Any element that can receive focus, has to be defined with a specific handler called _getFocused . This handler signals that the element can receive focus (or that it should delegate focus further towards one of the children in the element). There are additional means of handling focus, specifically for things like dynamically filled carousels. I recommend reading up on the official documentation for further explanation.

Application and component lifecycle

Similar to other frontend frameworks, Lightning exposes lifecycle events that can be hooked into in order the adjust the application and for example load external data. Most notably are the following lifecycle events:

/* Attached (for the first time)
* Useful for setting up initial state of the component
/* Activated (both enabled and on-screen)
* Useful for setting up event handlers, focus a specific element
* or for reloading data when the user reaches the page again
/* Inactive (either detached, invisible or off-screen)
* Useful removing event handlers or cancelling active loops

Lightning-provided components

Something that’s very important for developers, and businesses in general, is not having to re-invent the wheel every time. It saves a lot of development time and reduces the number of bugs due to having components proven to work. Lightning does well in catering to this, by providing a subset of ready-made components that developers can use in their applications, rather than having to use low-level textures for everything. These components are split up into roughly two aspects, one providing more developer freedom than the other.

SDK Components

The lower-level version of components provided by Lightning, come out of the SDK layer of the framework. These components generally provide generic functionality that is useful to the application. You can think of components for storing and accessing data across the application, routing from a one page to another, or using translations for texts. For a full list of SDK components, please refer to the documentation.

UI Components

Dealing with textures and positioning of elements can be difficult, especially if you’re new to using Lightning. For this reason, it’s good to use some of the pre-made UI components available. This (currently quite limited) set of UI components contain some of the most important building blocks for TV-apps. At the time of writing there is a List, Carousel and Grid component available for use. Since TV-apps are made up by these three components for 99% of the time, you should do just fine for the majority of use cases.

Next steps

While I’ve explained some core concepts of using Lightning, there are of course many more things to learn and get familiar with. For that reason I recommend starting with the ‘Getting Started Guide’ as provided on the Lightning website, and reading more of the documentation in general.
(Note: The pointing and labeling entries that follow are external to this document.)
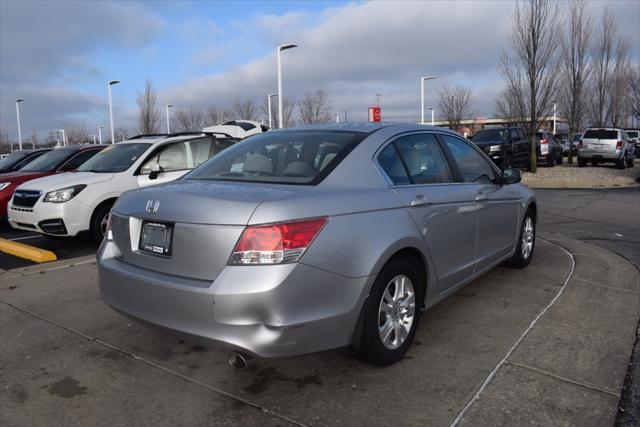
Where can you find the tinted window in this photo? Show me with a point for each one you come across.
(289, 157)
(78, 160)
(601, 134)
(390, 162)
(423, 159)
(473, 166)
(115, 158)
(49, 161)
(488, 135)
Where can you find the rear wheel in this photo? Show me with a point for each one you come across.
(392, 313)
(526, 242)
(99, 222)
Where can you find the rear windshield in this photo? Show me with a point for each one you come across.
(115, 158)
(48, 162)
(289, 157)
(601, 134)
(491, 135)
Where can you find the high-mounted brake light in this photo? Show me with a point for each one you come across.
(275, 243)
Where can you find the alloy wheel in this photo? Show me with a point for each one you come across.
(396, 312)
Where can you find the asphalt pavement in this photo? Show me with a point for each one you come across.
(609, 218)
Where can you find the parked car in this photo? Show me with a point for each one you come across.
(548, 149)
(238, 128)
(306, 239)
(507, 146)
(19, 159)
(606, 145)
(55, 161)
(634, 134)
(67, 204)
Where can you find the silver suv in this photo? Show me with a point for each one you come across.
(602, 145)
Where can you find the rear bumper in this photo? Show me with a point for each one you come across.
(268, 311)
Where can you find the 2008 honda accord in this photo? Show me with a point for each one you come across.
(307, 239)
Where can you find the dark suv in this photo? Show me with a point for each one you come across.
(505, 146)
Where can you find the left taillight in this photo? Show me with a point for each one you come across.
(275, 243)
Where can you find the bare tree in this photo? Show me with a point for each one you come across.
(454, 105)
(288, 109)
(575, 68)
(148, 114)
(315, 108)
(76, 132)
(529, 65)
(245, 110)
(188, 120)
(634, 91)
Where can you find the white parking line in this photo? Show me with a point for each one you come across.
(515, 345)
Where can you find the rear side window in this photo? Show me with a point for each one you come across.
(286, 157)
(601, 134)
(473, 166)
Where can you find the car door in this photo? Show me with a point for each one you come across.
(169, 162)
(442, 209)
(496, 205)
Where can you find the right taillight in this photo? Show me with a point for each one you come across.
(275, 243)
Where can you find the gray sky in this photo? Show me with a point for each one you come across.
(59, 55)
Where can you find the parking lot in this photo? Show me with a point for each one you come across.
(545, 345)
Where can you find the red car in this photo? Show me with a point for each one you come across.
(58, 160)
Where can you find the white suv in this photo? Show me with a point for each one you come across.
(600, 145)
(69, 203)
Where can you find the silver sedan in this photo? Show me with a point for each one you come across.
(306, 239)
These two things combined, together with this blog, should put you in a great spot to start writing apps with Lightning.

Most importantly though, you should just get started. Because you’ll definitely learn the most by using the framework; by creating apps, getting familiar with the code and applying Lightning for the use cases that you have. Lightning is a fun framework to use, and I hope my blog has helped you gain some insights into how it can be leveraged for building TV apps.